The New York City Department of Environmental Protection (DEP) has started tunneling for the Delaware Aqueduct Bypass Tunnel, the largest repair project in the 175-year history of the city’s drinking water supply. The $1 billion project will repair two areas of leakage within the 85-mile Delaware Aqueduct, the longest tunnel in the world. The primary leak will be eliminated through the construction of a 2.5-mile bypass tunnel, which will be drilled 600 feet below the Hudson River from Newburgh to Wappinger.
The tunnel will be driven by one of the world’s most advanced tunnel boring machines. The machine—which measures more than 470 feet long and weighs upwards of 2.7 million pounds—was dedicated in honor of Nora Stanton Blatch Deforest Barney, a noted suffragist and the first woman in the United States to earn a college degree in civil engineering. Barney, who worked as a draftsman on the City’s first reservoir and aqueduct in the Catskill Mountains, was also the first female member of the American Society of Civil Engineers.

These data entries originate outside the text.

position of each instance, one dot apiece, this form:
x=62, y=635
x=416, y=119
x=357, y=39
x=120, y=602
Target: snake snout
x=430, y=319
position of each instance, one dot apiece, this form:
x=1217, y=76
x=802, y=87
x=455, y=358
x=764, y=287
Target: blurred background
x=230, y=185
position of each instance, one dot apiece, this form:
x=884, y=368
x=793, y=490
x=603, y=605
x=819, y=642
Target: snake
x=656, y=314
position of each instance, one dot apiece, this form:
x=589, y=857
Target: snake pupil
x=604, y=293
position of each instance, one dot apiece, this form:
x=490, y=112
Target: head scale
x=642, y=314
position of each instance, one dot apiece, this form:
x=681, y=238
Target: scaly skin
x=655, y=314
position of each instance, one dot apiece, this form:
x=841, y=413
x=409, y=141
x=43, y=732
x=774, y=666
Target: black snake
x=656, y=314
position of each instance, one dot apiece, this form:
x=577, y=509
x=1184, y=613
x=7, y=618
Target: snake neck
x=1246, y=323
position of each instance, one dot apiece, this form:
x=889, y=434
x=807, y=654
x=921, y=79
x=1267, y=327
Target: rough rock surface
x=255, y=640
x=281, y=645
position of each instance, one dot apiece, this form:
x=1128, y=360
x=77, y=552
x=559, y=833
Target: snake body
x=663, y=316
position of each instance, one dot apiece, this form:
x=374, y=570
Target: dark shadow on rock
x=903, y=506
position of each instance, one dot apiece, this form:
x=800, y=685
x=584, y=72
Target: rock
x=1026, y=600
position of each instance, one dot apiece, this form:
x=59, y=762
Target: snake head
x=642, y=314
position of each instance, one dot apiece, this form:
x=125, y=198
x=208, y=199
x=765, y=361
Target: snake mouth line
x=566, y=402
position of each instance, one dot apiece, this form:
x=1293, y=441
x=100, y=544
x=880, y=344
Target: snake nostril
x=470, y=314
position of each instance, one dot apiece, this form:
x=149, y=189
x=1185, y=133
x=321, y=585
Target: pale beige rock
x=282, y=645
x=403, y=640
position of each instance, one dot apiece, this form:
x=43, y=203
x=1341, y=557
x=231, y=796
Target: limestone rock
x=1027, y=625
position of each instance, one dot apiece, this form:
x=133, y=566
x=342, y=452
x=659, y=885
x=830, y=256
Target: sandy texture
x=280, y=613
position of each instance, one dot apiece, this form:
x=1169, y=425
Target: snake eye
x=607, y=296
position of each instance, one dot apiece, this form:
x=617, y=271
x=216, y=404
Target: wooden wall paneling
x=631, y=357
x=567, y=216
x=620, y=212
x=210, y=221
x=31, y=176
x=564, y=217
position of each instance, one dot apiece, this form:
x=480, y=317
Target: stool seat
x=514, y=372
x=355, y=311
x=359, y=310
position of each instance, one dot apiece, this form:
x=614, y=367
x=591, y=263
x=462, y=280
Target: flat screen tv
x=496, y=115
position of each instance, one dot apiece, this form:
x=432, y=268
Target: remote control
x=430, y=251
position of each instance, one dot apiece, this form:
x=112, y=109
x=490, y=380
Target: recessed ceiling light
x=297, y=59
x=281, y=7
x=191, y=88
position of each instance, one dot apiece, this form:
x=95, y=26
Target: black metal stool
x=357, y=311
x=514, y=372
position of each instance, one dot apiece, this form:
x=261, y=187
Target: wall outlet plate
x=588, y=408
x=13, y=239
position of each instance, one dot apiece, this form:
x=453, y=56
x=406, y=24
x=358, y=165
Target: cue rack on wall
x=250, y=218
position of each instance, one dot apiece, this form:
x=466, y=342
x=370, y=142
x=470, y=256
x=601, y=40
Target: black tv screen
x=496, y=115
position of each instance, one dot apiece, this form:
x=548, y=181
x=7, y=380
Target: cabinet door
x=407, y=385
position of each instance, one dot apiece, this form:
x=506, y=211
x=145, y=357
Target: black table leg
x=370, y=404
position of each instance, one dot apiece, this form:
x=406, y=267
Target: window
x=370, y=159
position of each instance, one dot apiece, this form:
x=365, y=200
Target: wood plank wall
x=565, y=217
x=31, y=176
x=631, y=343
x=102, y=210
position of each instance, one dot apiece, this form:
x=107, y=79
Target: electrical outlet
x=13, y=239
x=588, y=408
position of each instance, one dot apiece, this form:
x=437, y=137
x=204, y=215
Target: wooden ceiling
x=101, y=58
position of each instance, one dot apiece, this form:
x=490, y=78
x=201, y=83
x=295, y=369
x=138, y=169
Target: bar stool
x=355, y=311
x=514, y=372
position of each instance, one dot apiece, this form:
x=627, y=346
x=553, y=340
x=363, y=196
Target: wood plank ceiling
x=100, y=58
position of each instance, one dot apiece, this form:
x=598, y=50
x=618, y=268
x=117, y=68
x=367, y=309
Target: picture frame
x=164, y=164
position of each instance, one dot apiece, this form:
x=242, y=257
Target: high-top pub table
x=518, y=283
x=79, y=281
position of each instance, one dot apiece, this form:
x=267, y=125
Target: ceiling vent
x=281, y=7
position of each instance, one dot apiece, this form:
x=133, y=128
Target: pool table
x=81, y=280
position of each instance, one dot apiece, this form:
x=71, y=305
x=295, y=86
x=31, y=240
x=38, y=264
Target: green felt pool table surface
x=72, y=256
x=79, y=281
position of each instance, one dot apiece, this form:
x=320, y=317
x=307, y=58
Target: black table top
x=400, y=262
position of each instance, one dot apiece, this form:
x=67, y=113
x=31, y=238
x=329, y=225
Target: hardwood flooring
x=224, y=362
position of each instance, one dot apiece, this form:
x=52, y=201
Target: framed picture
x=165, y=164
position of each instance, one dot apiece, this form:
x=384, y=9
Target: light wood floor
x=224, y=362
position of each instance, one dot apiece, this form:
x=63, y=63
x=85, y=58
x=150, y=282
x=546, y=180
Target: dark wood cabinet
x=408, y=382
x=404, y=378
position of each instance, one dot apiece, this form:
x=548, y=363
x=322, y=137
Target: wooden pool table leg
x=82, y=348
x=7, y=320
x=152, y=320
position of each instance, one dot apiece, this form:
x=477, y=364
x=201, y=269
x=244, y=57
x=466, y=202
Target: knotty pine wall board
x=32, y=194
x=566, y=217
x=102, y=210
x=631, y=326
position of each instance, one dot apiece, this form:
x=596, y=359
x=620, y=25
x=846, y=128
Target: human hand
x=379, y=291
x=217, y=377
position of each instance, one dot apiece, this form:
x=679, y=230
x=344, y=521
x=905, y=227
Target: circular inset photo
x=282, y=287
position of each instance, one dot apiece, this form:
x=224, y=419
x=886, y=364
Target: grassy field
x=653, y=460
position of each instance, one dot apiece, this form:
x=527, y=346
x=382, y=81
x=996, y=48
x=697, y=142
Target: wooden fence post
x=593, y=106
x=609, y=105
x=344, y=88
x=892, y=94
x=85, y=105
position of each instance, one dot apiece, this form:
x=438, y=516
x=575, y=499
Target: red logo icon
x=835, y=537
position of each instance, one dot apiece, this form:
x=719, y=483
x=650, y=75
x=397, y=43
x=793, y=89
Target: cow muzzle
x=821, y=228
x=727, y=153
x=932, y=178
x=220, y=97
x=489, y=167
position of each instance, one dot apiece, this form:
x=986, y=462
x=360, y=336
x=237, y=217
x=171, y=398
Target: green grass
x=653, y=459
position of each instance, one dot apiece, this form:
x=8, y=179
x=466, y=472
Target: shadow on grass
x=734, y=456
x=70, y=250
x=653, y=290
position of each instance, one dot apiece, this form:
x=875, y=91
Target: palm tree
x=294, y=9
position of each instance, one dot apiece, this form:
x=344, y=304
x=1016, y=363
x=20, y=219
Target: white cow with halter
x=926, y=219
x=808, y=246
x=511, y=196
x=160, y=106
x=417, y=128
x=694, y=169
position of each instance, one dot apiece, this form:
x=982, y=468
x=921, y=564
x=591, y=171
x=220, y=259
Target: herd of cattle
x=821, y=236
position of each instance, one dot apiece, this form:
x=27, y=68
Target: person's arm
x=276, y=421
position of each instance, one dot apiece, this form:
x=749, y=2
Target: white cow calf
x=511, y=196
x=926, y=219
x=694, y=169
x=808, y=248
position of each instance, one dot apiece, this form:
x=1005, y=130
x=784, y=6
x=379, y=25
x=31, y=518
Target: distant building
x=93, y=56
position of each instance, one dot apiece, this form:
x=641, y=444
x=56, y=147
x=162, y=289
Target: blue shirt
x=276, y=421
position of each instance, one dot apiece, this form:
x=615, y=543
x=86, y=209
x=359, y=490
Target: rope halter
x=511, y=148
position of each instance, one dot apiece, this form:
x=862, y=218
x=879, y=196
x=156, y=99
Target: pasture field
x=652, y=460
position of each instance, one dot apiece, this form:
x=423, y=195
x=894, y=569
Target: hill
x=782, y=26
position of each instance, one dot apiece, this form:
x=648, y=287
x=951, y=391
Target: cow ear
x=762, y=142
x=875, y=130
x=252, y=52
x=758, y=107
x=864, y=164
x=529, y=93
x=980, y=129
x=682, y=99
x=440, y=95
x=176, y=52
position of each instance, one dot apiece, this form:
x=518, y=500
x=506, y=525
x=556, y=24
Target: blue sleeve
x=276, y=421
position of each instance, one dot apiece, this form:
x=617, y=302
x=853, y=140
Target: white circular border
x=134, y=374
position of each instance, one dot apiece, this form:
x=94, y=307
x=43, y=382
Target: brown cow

“The start of tunneling to repair the Delaware Aqueduct is a major milestone in the history of New York City’s water supply system,” DEP Acting Commissioner Vincent Sapienza said. “While the City has added new facilities to its water supply over the past century, repairs approaching this magnitude have been few and far between. The effort to fix the Delaware Aqueduct is by far the most complex DEP has undertaken, and it highlights the absolute need to keep our public works in a state of good repair.”
The next phase of construction includes the lowering of the $30 million tunnel boring machine into a subsurface chamber that is located 845 feet below the ground. The machine is currently being stored in 22 pieces and will take workers approximately 4 months to assemble.
Once assembled, DEP expects the tunnel boring machine to drive about 50 feet of tunnel per day. Work on the tunnel will continue 24 hours a day, five days a week, with tunneling expected to take 20 months to complete.
The finished bypass tunnel will be reinforced by 9,200 linear feet of steel and a second layer of concrete after the tunnel boring machine is finished driving its path beneath the river. Once those are in place, DEP will shut down the Delaware Aqueduct to connect the bypass tunnel to the existing aqueduct. The approximately 6-month shutdown is planned for October 2022. The project is expected to be finished in 2023.